The long Fourth of July weekend should be fun, but it also should be safe and sane for grown-ups, kids and pets. Here are a few things to keep in mind.
• The Washington State Department of Natural Resources (DNR) reminds us all to be aware of fire restrictions around the state due to rising fire danger.
Because the weather is warming up and vegetation is quickly drying out, fires can start and spread quickly. Last year, fireworks caused 27 wildfires on the public and private lands DNR protects. Fireworks and incendiary devices, such as exploding targets, are prohibited year-round on lands managed by DNR.
Some safety tips: Before discharging fireworks, check to see if they are allowed in that location. Do not park vehicles in dry, grassy areas as the heat from exhaust systems can ignite the dry grass. Never leave a campfire unattended, and be sure it is completely out before leaving the area. Be sure recreational vehicles have operating spark arresters.
• Fireworks and exploding targets are also illegal in the Okanogan-Wenatchee National Forest. U.S. Forest Service personnel will be on the lookout for the illegal possession or use of fireworks.
• The Fourth of July, with all its associated noise, can be overwhelming for pets, and even possibly hazardous.
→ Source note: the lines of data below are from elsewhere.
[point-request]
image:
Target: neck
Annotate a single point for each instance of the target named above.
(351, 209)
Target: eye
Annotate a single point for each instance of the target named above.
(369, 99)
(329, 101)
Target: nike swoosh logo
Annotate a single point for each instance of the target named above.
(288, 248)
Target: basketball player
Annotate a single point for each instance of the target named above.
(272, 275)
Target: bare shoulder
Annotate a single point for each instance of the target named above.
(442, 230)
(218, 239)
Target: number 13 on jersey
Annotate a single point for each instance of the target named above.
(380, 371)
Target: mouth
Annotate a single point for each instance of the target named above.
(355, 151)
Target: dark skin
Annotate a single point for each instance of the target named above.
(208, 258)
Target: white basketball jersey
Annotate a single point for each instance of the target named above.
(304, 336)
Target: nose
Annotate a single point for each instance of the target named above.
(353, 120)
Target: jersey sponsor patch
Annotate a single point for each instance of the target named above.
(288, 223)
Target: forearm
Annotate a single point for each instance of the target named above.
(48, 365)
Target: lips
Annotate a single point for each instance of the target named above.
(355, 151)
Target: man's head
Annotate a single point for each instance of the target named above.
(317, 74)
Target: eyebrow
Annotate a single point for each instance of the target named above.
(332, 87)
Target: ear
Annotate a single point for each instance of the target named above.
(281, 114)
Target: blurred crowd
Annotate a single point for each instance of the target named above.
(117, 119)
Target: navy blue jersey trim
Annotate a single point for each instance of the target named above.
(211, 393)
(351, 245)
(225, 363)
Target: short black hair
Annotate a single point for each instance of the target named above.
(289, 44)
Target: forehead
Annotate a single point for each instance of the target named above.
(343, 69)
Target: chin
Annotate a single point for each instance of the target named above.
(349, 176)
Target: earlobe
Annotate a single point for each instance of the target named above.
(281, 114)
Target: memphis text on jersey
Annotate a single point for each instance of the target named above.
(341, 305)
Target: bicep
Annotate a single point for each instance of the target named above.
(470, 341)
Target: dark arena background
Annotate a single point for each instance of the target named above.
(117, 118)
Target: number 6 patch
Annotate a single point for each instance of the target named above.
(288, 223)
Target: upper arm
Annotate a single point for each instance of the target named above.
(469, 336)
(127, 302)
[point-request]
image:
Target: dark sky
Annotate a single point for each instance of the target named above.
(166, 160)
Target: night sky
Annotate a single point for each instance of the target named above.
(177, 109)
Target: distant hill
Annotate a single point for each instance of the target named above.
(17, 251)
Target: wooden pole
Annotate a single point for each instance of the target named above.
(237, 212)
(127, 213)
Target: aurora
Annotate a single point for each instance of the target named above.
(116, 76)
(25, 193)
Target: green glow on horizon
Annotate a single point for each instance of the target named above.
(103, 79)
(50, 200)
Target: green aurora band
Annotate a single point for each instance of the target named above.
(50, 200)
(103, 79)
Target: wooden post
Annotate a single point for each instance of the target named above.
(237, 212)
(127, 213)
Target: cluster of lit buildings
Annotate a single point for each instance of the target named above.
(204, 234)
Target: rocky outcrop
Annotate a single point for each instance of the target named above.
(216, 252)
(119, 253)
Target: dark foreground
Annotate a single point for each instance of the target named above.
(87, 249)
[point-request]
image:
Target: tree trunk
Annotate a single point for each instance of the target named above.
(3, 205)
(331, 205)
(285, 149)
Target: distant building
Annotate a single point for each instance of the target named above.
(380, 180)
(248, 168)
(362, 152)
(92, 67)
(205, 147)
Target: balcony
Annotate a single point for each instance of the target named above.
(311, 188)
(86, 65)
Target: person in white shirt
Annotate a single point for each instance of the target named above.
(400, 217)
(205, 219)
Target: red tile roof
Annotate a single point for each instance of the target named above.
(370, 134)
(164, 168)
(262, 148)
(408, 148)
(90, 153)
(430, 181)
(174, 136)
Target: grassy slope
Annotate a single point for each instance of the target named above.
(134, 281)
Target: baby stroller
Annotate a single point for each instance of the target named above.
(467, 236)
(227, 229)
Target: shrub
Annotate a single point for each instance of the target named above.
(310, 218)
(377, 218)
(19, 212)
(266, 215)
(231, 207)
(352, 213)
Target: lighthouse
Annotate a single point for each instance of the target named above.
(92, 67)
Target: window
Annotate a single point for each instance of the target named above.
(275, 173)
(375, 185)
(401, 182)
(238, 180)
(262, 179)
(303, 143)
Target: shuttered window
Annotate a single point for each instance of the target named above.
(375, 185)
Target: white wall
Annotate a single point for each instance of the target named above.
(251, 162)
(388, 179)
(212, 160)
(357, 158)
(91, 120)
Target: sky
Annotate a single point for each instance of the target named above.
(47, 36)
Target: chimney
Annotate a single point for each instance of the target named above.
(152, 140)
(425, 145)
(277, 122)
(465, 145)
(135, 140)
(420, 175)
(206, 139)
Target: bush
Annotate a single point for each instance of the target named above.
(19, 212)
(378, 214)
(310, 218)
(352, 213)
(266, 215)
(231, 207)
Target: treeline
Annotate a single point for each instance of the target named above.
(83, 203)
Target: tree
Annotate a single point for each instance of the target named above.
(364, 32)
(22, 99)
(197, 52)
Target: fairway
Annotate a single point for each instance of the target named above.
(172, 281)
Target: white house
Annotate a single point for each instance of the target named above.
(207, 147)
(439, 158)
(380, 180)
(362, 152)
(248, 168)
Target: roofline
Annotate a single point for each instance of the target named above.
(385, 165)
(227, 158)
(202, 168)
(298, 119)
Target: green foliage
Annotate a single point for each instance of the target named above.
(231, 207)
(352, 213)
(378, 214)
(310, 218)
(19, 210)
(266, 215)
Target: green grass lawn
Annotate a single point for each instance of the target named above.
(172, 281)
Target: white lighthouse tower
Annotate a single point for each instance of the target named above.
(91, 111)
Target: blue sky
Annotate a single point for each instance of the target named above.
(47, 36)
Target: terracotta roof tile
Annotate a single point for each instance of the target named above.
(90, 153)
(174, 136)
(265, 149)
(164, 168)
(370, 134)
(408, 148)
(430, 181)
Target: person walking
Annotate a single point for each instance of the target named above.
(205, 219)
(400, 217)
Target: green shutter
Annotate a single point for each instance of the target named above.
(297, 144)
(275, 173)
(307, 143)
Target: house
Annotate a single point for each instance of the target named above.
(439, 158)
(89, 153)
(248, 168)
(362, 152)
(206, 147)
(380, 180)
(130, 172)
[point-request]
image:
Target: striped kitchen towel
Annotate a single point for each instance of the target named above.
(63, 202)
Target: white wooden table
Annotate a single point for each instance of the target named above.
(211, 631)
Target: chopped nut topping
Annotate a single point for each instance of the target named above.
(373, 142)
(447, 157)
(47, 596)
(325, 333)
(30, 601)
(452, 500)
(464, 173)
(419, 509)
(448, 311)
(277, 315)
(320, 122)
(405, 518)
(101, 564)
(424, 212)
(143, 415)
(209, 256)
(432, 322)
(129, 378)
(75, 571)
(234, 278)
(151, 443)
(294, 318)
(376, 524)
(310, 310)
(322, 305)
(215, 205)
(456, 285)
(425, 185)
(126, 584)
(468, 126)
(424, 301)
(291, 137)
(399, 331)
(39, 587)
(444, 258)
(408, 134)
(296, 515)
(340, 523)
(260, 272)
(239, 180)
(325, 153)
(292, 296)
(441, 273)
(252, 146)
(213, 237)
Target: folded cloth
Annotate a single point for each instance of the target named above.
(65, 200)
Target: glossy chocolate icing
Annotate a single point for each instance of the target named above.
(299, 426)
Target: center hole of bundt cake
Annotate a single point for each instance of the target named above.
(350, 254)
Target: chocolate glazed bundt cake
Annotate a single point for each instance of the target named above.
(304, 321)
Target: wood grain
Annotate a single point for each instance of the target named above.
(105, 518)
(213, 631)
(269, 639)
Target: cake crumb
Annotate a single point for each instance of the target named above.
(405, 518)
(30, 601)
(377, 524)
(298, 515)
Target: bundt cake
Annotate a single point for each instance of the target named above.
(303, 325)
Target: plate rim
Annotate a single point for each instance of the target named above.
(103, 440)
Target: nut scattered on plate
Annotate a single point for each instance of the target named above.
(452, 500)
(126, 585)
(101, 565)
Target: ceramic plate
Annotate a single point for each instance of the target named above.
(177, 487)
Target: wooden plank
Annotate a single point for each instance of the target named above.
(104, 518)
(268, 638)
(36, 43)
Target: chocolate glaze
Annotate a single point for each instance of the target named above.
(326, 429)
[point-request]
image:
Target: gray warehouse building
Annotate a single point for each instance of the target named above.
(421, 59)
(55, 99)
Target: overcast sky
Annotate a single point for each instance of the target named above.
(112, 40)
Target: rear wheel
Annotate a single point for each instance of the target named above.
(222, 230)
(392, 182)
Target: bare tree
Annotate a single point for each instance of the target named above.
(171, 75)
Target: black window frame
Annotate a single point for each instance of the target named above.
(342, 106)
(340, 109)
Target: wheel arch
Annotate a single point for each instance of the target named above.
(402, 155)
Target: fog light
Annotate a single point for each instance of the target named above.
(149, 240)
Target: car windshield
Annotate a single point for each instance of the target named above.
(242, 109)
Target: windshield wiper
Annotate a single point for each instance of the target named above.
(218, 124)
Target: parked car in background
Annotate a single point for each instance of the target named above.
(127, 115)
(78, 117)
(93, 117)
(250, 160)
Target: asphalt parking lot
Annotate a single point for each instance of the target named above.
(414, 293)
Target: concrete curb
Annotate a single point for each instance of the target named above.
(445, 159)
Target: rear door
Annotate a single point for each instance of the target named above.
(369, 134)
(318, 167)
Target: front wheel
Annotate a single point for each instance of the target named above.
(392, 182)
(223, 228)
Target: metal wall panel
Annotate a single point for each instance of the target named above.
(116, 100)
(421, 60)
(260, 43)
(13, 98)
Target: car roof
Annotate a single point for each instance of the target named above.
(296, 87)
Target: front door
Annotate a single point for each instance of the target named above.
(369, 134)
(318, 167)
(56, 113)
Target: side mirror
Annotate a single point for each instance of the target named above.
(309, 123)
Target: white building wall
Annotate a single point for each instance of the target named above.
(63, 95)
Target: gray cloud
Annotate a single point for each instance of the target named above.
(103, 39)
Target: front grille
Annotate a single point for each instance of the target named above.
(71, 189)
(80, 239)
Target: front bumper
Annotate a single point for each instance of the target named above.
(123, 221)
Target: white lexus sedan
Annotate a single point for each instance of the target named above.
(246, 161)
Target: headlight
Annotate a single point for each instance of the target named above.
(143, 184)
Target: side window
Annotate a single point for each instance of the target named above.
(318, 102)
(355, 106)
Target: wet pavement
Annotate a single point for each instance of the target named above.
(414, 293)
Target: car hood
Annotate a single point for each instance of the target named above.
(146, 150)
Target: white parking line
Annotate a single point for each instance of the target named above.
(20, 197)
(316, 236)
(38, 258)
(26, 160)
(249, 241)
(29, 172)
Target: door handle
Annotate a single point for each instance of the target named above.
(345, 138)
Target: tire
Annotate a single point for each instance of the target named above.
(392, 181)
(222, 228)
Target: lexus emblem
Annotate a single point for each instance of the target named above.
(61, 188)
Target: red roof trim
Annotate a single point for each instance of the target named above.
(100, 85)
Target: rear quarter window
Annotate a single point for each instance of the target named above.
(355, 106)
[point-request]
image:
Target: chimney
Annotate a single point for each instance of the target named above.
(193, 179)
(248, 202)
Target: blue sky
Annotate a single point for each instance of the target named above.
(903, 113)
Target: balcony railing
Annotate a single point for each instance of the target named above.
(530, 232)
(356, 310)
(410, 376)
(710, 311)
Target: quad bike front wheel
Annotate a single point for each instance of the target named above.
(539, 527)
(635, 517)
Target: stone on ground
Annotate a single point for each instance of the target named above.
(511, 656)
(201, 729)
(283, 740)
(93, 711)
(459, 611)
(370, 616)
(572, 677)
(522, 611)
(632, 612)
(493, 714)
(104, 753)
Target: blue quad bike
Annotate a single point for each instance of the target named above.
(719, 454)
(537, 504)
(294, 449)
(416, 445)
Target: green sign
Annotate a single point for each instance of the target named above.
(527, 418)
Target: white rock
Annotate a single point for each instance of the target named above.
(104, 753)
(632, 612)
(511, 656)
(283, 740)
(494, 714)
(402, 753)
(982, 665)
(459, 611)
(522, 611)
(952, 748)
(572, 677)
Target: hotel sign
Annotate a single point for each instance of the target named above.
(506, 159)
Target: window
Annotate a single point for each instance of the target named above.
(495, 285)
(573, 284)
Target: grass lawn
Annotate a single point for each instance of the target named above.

So many pets are frightened and try to escape the sights and sounds of the Fourth of July that animal shelters around the nation report a dramatic increase in lost pets during the holiday.
The Wenatchee Valley Humane Society recommends that you keep your pets away from fireworks; ask your veterinarian for help if your pet is scared by fireworks; protect your pets from the dangers of heat; and make sure your pets are wearing collars and identification tags.